A cargo-fuzz decoder target lives at fuzz/fuzz_targets/decode.rs. It drives arbitrary bytes through decode_tiff, decode_tiff_all, parse_header, parse_ifd, and the three public compression unpackers (unpack_packbits / unpack_lzw / unpack_deflate). The contract under test is decoder-only panic-freedom — every public surface must return a Result for any input rather than abort, debug-overflow, OOM, or OOB-index.

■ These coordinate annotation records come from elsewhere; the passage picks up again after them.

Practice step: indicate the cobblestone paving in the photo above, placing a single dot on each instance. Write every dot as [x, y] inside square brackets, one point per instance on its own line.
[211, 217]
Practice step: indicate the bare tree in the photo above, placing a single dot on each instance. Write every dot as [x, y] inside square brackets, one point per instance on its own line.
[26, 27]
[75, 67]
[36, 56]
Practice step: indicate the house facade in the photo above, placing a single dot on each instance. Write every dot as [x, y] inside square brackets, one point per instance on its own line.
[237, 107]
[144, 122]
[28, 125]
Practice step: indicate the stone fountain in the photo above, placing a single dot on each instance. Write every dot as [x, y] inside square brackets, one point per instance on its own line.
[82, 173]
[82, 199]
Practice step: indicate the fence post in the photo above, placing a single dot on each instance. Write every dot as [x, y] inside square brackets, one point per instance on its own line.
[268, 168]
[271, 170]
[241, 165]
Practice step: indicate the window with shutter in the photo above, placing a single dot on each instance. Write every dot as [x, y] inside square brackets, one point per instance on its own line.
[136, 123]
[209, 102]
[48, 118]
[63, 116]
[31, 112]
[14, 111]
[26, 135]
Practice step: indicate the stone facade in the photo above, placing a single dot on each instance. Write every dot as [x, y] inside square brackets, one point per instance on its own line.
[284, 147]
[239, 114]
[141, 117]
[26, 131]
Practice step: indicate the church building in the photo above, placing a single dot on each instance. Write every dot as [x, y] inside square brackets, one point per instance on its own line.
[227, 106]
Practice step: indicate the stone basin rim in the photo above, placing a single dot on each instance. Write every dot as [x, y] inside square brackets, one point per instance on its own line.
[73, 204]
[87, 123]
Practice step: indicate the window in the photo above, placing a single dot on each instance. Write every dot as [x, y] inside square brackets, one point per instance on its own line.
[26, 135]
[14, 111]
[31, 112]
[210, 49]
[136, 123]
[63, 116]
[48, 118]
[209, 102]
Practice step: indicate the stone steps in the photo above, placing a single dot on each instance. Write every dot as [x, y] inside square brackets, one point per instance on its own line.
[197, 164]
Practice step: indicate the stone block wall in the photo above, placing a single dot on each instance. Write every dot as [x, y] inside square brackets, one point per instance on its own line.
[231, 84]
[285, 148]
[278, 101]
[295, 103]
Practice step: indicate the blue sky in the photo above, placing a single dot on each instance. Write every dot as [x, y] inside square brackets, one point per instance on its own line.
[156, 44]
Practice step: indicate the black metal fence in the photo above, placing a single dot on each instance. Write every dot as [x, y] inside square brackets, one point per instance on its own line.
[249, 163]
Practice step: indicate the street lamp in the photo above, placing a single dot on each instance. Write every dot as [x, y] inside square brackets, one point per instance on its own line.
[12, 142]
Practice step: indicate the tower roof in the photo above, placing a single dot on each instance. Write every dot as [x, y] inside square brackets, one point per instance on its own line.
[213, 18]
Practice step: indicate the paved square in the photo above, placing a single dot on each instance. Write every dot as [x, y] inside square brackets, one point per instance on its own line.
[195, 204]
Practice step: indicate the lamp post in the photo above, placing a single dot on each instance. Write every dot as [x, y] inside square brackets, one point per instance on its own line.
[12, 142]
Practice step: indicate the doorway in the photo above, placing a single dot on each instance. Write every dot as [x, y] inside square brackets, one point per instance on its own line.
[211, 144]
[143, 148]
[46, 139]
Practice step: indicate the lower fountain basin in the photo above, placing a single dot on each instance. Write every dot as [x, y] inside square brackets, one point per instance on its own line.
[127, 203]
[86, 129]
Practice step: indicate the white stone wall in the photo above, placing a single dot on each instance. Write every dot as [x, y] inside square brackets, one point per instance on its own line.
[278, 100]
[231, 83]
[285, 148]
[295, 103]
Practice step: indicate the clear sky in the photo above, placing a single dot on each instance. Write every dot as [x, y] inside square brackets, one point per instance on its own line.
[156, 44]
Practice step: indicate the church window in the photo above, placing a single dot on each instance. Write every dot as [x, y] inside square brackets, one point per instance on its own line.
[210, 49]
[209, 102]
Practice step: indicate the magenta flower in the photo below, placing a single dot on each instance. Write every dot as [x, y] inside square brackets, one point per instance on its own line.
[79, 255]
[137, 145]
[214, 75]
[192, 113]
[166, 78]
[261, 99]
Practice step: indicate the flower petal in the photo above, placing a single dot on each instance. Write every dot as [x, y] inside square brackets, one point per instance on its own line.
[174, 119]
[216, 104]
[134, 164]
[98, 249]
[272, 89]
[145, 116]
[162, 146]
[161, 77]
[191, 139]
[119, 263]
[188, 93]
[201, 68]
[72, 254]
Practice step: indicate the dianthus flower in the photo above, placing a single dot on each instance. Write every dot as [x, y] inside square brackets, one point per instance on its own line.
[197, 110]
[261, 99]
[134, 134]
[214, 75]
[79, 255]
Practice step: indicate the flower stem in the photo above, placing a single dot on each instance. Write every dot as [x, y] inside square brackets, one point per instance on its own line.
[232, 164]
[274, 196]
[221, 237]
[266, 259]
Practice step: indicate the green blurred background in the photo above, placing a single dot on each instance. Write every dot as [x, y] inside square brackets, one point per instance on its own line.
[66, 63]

Run with nightly + cargo-fuzz:

cargo +nightly fuzz run decode -- -max_total_time=60

Round 126 added the target and fixed three panic vectors it caught within the first ~10 M iterations: an LZW first-after-Clear non-leaf code that formed a self-referential prefix chain (src/compress.rs), a BigTIFF first_ifd_offset = u64::MAX that debug-panicked the off + 8 slice math (src/ifd.rs), and an attacker-claimed ImageWidth * ImageLength that drove a multi-exabyte upfront Vec::with_capacity (src/decoder.rs MAX_IMAGE_PIXELS gate). Deflate output is now capped via miniz_oxide's decompress_to_vec_zlib_with_limit to bound zip-bomb expansion. Regression tests live in tests/decode_fuzz_regressions.rs plus inline compress / ifd test modules so the panic-freedom checks survive in CI even when the fuzzer isn't being driven.

Benchmarks

A Criterion bench harness lives at benches/lzw.rs covering the TIFF/LZW encoder hot path (compress::pack_lzw). Run with:

cargo bench -p oxideav-tiff --bench lzw

Round 129 replaced the per-byte HashMap<(u16, u8), u16> dictionary lookup in pack_lzw with a flat-array trie (three [u16; 4096] / [u8; 4096] arrays — first_child, next_sibling, suffix). The bitstream output is byte-identical to the pre-r129 encoder (same greedy match, same code-width bump points, same Clear-on-fill timing), so the change is invisible to any decoder, but throughput on representative image-like strips climbed substantially. On Apple Silicon release builds the four bench scenarios moved from:

The "natural image" 256×256 8-bit greyscale fixture (vertical ramp + horizontal sinusoid) is the most representative of a real TIFF strip and gives the largest speedup because the trie's child lists for the common short prefixes get amortised across many matches. The random fixture is the worst case (no prefix reuse) and still moves up modestly because the trie eliminates the per-byte hash + bucket probe.